Both these webhooks are optional , There are two callbacks that we support:
- The Verification confirmation webhook:
Before the exoverify service makes a call, it first hits the endpoint that the tenant has configured to see if we need to continue to make the call or not. If the tenant returns a 200, we proceed. If not, we fail the verification with the reason
Denied. This webhook is optional and is only hit if it is configured but the client.-
The sample payload for the webhook is:
{ "verification_id": "5f564a2edd154e95b752cc260ead3b3f", "application_id":"2d3a8f96d9e7436a9a5f93cae85dd3", "country_code":"IN", "mobile_number":" 919910166288", } -
Default Method supported : GET
-
- Timeouts:
Default Timeout = 15 seconds (Your servers should ideally consume verification status within milliseconds, but Exotel will wait a maximum of 15 seconds for your endpoint to consume verification status and return
200 HTTP code).
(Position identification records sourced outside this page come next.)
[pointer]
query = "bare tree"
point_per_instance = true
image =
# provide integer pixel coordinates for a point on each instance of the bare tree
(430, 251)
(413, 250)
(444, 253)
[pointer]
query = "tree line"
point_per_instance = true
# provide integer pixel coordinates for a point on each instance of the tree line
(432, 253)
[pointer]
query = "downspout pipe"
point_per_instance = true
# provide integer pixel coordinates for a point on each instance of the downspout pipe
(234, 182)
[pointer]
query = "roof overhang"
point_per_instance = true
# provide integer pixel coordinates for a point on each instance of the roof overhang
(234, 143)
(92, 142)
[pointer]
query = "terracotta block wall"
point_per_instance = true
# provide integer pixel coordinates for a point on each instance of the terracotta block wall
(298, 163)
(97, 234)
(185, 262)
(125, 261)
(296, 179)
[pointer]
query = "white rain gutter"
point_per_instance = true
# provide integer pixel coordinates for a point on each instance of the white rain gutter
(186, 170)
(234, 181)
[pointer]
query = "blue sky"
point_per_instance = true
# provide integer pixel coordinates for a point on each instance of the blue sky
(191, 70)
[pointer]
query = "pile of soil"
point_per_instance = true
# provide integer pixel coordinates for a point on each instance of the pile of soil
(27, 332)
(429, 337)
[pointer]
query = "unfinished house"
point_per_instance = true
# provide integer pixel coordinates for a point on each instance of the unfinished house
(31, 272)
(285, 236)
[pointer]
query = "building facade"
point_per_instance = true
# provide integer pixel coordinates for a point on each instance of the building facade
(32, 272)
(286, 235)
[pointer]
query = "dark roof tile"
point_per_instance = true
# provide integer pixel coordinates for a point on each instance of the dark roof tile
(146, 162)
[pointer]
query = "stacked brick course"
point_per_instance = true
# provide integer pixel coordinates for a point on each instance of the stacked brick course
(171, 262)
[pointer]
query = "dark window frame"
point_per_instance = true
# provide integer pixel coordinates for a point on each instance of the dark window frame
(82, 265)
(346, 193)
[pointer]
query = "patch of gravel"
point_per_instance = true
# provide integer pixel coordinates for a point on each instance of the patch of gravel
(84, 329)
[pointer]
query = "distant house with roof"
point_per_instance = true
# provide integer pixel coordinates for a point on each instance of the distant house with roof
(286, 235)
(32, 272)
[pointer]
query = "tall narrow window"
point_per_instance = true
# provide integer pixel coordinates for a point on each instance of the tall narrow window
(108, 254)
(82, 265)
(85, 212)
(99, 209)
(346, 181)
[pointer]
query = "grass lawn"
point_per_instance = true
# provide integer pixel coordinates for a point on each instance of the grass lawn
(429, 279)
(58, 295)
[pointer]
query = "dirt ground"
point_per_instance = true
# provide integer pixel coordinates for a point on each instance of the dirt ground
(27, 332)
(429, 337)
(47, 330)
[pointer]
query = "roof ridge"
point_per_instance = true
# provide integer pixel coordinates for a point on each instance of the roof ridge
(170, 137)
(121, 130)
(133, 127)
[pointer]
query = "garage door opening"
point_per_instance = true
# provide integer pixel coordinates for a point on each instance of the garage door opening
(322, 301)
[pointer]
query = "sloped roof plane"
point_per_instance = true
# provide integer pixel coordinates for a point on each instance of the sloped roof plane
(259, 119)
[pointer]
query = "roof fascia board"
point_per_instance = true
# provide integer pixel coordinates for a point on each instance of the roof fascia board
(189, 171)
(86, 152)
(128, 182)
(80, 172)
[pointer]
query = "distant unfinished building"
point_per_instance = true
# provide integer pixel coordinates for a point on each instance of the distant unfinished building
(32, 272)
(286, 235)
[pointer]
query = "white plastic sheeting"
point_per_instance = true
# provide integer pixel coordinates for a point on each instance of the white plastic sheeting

In such cases,after 15 seconds we fail the particular verification request with statusDenied, If your server needs to perform any complex logic or make internal network calls, it is possible that the verification status webhook request might time out. For that reason, you might want to have your webhook endpoint immediately acknowledge receipt by returning a200 HTTP status code, and then perform the rest of its operations, async.
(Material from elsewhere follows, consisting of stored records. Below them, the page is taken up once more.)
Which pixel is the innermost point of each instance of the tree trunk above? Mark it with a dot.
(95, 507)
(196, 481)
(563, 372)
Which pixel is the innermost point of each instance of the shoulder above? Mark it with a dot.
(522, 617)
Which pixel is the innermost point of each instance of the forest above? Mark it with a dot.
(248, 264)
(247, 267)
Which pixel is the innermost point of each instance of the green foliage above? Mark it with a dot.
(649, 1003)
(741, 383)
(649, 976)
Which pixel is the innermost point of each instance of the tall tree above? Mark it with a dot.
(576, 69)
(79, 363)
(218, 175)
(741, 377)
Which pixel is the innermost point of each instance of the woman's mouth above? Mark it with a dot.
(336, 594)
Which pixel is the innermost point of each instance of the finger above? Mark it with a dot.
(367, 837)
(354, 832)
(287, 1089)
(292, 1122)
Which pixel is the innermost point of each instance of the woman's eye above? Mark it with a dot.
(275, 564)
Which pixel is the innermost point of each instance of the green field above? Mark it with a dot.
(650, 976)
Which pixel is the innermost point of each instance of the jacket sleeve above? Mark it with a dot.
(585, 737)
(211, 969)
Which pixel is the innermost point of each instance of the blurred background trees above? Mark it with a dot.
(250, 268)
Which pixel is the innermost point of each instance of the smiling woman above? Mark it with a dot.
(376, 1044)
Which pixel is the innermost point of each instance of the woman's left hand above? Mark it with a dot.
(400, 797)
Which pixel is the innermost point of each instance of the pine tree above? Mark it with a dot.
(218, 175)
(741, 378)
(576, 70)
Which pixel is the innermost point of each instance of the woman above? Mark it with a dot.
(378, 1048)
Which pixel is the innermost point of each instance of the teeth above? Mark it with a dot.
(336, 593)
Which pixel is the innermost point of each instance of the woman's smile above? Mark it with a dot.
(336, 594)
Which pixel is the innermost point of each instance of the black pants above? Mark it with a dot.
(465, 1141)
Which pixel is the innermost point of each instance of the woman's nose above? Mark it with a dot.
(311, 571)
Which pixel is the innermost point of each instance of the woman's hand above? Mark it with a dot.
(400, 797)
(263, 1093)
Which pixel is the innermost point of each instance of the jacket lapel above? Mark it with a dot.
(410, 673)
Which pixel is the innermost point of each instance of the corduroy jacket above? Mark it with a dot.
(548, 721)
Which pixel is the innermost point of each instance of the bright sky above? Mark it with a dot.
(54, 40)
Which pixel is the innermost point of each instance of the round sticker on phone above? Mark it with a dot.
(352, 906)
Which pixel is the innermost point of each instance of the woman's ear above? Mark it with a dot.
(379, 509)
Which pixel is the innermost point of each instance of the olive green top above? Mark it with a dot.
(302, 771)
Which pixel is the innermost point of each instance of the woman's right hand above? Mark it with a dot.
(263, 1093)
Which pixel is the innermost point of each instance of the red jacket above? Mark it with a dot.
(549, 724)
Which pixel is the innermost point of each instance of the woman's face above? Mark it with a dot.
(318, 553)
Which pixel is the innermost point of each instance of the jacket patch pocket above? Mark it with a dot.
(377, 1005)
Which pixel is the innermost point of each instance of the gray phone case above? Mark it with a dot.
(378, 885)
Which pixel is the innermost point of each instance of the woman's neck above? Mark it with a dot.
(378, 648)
- The Verification status webhook:
This webhook will ping the status of each verification request to your configured url endpoint. Already the NOTP Android SDK would be updating the application on status of the verification, this is an additional mechanism for the tenant’s backend system to capture the status of verification request easily.
-
Sample for when the verification was successful:
{ "verification_id": "5f564a2edd154e95b752cc260ead3b3f", "application_id":"2d3a8f96d9e7436a9a5f93cae85dd3", "country_code":"IN", "mobile_number":" 919910166288", "status":"success", "reason":null, "timestamp": "2018-08-22T15:19:23Z", } -
Sample for when the verification failed:
{ "verification_id":"5f564a2edd154e95b752cc260ead3b3f", "application_id":"2d3a8f96d9e7436a9a5f93cae85dd3", "country_code":"IN", "mobile_number":" 919910166288", "status":"fail", "reason":"timeout", "timestamp": "2018-08-22T15:19:23Z", } -
Default Method supported : POST
-
- Responding to this webhook:
The HTTP Response for acknowledging the verification status callback webhook request should be 200 OK. All other non-200 HTTP codes or if your server is unable to respond will indicate that you have not received the verification. In such cases we don’t retry.